I'm working on getting MEDIPS running for some collaborators who previously had been using MACS to analyze their methyl cap seq data.
I've run MEDIPS on a data set that they had previously run through MACS. I only got one solid hit (p<0.05 after correction for multiple comparisons) using MEDIPS, while MACS yielded ~200. The single positive hit from MEDIPS was replicated in MACS, and the MACS data were corrected for multiple comparisons using the same method (BH).

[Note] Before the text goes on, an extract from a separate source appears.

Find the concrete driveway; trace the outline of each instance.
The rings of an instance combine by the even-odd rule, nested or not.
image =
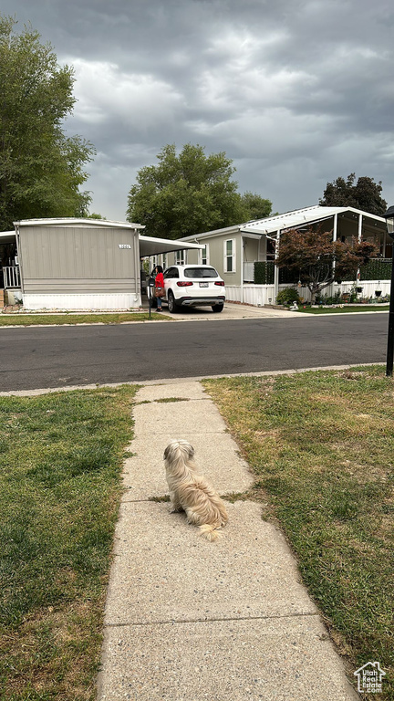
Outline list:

After looking at the data, it appears that the issue is that MEDIPS is wiping out all of the p-values when adjusting for multiple comparisons. I spot-checked some of the hits from MACS, and for every hit in MACS, I see an interval or two that have a significant (<0.05) p-value in MEDIPS that gets adjusted to 1 or so. I've tried a few methods to "fix" this: I've tried increasing the window size (idea: larger window = less intervals = less comparisons) and changing the correction method (tried fdr, as it isn't overly conservative in my experience). None of this changed the outcome (i.e. single hit), although the exact corrected p-value did fluctuate.
Can anyone with a better understanding of the MEDIPS and MACS algorithms explain these differences?
The minRowSum parameter appears to be working. I still haven't gotten it to the level where I'm getting the number of hits MACS was returning (I need to see what kind of parameters they were using for MACS as well), but adjusting it yielded immediate results.
I had built my scripts using a MEDIPS tutorial here (http://www.bioconductor.org/packages/2.12/bioc/vignettes/MEDIPS/inst/doc/MEDIPS.pdf). In this tutorial, the example they use involves setting the minRowSum variable to 1. This tutorial claims that this is the default value. Setting the variable to 10 (the default according to your post) resulted in several new hits. Is that tutorial wrong/out of date? Based on what I know now, advising a minRowSum value of 1 seems like bad advice.
I'll continue tweaking minRowSum and window size to values more appropriate to the data. Thanks for your help.